La noche de los domingos no había mucha clientela, y la sala estaba tranquila. Kincaid bebía cerveza mirando a su alrededor con interés. Unos cuantos parroquianos charlaban con el camarero sobre la carrera del día siguiente en Catterick.

Al fondo de la sala, había una mujer sentada junto una mesita, estudiando la carta con unas gafas de leer puestas sobre la punta de la nariz. Reconoció a Hannah Alcock, aunque en el cóctel no se la presentaron. Cassie había conseguido presentarle a casi todos, pero Hannah se retiró pronto, sola. Ahora estaba concentrada en la carta y, pensando que no encontraría momento mejor para remediar la falta, se dirigió hacia ella.

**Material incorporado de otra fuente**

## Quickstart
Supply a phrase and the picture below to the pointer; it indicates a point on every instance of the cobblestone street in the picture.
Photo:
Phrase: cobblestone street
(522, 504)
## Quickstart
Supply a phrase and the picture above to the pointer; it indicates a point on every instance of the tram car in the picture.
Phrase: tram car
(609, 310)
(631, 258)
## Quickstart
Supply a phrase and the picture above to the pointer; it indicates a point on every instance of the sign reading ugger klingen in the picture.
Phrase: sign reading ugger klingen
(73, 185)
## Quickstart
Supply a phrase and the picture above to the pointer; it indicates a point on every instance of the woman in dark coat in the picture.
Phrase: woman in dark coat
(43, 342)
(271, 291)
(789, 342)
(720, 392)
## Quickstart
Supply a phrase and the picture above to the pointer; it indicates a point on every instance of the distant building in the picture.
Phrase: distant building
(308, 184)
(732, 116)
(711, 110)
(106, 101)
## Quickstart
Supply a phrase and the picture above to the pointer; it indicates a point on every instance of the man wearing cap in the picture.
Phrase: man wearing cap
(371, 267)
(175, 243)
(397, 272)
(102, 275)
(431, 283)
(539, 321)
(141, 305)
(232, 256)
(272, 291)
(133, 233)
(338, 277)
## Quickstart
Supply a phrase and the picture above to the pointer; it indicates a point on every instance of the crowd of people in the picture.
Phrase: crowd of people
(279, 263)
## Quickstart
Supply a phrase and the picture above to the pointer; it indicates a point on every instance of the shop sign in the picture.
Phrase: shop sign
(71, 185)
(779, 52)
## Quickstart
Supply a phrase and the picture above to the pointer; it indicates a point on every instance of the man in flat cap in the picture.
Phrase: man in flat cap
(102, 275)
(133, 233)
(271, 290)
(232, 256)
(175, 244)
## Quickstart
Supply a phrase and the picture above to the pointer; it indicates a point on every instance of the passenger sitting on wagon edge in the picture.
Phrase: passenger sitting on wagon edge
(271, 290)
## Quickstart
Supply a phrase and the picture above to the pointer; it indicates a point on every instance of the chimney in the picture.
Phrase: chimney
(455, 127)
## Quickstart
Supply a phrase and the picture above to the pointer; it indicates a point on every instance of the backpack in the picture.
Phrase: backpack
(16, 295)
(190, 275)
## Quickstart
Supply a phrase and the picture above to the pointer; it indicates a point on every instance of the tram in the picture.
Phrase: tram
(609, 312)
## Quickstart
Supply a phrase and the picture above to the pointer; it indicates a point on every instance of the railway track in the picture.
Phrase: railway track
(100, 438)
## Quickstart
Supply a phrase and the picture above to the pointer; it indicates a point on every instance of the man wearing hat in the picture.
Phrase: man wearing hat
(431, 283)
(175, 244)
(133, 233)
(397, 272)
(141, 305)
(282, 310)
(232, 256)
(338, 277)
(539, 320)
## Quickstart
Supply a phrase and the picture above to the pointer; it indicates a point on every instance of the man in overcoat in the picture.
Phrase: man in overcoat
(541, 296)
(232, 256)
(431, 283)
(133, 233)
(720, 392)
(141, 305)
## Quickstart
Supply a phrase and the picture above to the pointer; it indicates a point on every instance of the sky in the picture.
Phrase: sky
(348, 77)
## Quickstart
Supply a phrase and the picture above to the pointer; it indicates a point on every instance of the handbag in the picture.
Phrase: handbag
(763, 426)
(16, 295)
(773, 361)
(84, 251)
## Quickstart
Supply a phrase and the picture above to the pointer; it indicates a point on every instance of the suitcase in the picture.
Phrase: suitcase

Hannah Alcock pareció sorprendida cuando él se detuvo delante y se presentó. A Kincaid le pareció percibir una punta de decepción pintada en su cara antes de que le sonriera, pero la impresión fue tan rápida que la achacó a su imaginación. Ella se quitó las gafas y las guardó rápidamente en su bolso.

—Una pequeña vanidad —se disculpó—. Las gafas son una necesidad de la edad, pero no me he acostumbrado. ¿Se sienta conmigo?

—Gracias. Dicen que se empieza viendo mal de cerca, y que antes de darnos cuenta llevamos gafas bifocales. Qué alegría, ¿no?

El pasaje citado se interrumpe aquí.